Zeynep OKYAY / Bluejean Dergisi
Oluşturulma Tarihi: Kasım 19, 2005 00:00
1996’tan beri yaptğı albümlerle rock müzik dünyasında sağlam izler bırakan The Rasmus, 2003’teki ‘Dead Letters’ albümlerindeki ‘In The Shadows’ ile başarısını perçinledi. Finlandiyalı grup birkaç hafta önce de yeni albümleri ‘Hide From The Sun’ı yayınladı. Albümden önce çıkış parçası No Fear ile tanıştık, birçok listede tepelerden inmedi; bugünlerde ise albümün ikinci single’ı Sail Away’i duymaya başladık sık sık. Geçen sene İstanbul’a da gelen grubun bu hızlı çıkışını fırsat bildik, grubun solisti Lauri Ylonen ile konuştuk.

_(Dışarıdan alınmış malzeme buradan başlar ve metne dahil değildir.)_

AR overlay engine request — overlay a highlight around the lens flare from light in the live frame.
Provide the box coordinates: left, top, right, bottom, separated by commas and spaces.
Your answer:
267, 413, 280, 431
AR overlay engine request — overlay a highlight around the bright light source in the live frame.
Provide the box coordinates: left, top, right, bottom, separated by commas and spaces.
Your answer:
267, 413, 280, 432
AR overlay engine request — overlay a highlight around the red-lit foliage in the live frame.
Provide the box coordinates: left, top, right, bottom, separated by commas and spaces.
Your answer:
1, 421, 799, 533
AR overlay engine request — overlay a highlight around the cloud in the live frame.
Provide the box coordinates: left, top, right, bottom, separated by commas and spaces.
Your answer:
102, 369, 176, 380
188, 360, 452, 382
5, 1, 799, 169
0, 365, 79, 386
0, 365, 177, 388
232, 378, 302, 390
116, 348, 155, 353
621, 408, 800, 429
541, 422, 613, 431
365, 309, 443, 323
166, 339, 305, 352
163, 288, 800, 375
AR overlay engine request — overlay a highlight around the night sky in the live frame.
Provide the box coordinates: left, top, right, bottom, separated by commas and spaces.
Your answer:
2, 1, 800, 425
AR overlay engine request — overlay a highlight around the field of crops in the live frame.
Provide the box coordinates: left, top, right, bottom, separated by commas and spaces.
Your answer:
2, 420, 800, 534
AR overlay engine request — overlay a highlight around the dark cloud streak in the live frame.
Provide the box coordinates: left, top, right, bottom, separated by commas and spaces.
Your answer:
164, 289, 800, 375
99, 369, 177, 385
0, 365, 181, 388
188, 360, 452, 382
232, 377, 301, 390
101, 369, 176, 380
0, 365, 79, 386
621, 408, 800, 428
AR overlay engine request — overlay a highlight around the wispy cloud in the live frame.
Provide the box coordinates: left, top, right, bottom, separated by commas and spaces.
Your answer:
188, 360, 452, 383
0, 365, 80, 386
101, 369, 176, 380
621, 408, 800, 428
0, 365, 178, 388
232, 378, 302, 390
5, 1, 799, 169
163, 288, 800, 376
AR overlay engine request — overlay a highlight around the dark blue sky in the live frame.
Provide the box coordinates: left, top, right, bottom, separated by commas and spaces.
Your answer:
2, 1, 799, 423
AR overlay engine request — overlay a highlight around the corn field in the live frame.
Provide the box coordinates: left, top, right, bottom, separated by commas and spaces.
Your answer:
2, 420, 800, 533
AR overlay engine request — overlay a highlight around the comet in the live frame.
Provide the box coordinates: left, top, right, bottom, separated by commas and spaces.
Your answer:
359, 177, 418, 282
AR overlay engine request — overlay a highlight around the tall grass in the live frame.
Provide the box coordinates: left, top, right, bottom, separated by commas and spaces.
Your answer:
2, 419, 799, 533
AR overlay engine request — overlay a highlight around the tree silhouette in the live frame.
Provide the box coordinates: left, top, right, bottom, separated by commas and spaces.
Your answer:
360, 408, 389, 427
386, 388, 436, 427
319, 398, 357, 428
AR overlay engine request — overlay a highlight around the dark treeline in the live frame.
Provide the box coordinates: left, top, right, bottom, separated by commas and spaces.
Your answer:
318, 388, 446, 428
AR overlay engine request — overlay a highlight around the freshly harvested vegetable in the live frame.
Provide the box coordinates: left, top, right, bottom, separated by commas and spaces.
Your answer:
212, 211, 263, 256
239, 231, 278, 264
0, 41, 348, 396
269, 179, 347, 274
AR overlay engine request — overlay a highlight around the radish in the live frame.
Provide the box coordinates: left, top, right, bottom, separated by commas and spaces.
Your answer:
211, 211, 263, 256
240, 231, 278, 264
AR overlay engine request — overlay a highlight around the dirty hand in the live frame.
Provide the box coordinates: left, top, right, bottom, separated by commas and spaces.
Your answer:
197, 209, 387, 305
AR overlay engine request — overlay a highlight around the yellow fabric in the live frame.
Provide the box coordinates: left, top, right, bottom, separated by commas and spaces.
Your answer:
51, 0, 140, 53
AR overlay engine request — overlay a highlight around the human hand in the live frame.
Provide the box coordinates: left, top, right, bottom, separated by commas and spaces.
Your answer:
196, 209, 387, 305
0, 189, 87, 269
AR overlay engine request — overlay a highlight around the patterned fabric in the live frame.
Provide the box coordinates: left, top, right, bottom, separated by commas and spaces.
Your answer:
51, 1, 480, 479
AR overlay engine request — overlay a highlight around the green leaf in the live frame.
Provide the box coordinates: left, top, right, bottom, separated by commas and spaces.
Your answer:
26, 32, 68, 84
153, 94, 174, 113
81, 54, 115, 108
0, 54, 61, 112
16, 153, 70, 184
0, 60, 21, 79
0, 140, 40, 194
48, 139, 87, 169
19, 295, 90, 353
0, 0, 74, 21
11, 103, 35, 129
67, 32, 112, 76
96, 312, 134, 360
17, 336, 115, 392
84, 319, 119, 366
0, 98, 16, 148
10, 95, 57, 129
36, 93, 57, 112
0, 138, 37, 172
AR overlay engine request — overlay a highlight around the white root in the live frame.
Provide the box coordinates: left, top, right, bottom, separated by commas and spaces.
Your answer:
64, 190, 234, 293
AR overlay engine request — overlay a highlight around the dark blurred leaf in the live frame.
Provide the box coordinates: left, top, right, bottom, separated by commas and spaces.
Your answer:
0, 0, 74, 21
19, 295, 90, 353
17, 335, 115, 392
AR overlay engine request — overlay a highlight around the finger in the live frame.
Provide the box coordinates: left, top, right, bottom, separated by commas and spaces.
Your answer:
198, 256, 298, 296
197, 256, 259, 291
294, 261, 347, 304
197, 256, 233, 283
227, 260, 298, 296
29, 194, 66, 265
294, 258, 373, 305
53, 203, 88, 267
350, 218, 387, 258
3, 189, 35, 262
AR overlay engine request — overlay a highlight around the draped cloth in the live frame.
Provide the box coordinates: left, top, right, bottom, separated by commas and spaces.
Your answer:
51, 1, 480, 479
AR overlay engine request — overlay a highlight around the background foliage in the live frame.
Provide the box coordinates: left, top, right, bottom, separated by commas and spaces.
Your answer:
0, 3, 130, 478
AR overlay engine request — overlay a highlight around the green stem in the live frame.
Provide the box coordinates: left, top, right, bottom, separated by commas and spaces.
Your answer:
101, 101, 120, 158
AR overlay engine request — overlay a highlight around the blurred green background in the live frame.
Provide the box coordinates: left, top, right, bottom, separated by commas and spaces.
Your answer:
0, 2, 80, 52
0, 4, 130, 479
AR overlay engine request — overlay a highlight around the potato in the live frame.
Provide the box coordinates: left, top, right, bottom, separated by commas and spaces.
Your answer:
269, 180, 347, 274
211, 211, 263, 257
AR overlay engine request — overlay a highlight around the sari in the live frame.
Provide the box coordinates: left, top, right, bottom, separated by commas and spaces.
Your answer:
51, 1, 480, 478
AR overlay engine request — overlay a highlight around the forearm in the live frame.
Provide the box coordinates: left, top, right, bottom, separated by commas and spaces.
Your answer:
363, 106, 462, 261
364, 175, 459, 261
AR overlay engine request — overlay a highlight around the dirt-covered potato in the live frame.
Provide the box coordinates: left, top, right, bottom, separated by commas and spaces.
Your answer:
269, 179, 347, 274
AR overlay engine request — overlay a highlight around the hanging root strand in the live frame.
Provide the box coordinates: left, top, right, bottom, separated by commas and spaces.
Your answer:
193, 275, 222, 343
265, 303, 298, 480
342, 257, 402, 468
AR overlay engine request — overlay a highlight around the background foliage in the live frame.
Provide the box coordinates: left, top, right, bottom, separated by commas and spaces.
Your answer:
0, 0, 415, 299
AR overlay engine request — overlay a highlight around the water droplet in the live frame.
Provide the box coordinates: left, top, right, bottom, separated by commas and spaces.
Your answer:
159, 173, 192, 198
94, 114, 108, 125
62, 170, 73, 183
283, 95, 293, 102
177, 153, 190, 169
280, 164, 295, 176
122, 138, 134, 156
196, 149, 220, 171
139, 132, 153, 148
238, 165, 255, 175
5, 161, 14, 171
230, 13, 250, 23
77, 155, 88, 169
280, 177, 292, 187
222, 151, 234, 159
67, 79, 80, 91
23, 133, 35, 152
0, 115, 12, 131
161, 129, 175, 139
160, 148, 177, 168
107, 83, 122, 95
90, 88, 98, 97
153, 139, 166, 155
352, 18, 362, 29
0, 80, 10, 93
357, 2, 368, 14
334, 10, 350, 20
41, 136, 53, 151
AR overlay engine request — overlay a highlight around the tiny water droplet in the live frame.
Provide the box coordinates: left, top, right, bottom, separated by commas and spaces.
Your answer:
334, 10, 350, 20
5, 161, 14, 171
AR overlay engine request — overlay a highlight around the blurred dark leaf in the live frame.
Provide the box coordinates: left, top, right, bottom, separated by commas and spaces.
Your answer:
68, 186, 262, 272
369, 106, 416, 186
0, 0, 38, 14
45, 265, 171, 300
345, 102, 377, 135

Nasıl hissediyorsunuz kendinizi?
- Bir yıla yakın bir zamandır yoldaydık. Yoğun ve hızlı bir dönemdi. Yeni albümün çoğu da zaten bu esnada çıktı. Sahne arkasında beklerken ya da soundcheck sırasında yaptık parçaları. Ardından da hemen stüdyoya girdik.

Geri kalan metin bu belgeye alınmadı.